Right. The connection provides the isomorphisms.
 
  • #20
WWGD said:
Right. The connection provides the isomorphisms.
Well, yes and no. If the connection is not flat then the isomorphism between two tangent spaces becomes path dependent.
 
  • #21
Continuing with post #15 and using the link in post #16, if I understand it, and some web wandering, it seems that the isomorphism ##^{**}## is "canonical" because it does not involve choosing an extra structure such as a basis. It is "natural" because it describes a natural transformation between the ##**## functor and the identity functor in the category of finite dimensional vector spaces and linear transformations.(see the note below)

The natural transformation - I think - is the commutative square ##L^{**} \circ ^{**} = ^{**} \circ L## for any linear map ##L##.

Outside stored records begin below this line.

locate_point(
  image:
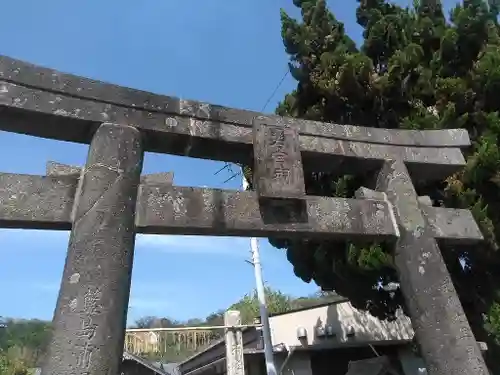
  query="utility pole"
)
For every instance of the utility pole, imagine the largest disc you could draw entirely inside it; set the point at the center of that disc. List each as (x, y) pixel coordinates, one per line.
(261, 295)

So a natural transformation looks like a homomorphism of functors. In the case of the double dual, ##^{**}## is always an isomorphism on each vector space so it is an isomorphism between the identity functor and the double dual functor. This is stronger seemingly than just a natural transformation. Also the isomorphism is with the identity functor, the functor which sends every object and morphism to itself, so in some sense the isomorphism itself is the identity as suggested in post #15.

Note: The ##**## functor maps each finite dimensional vector space into its double dual and maps linear maps to the induced map on the double dual. The identity functor maps each vector space and linear map to itself.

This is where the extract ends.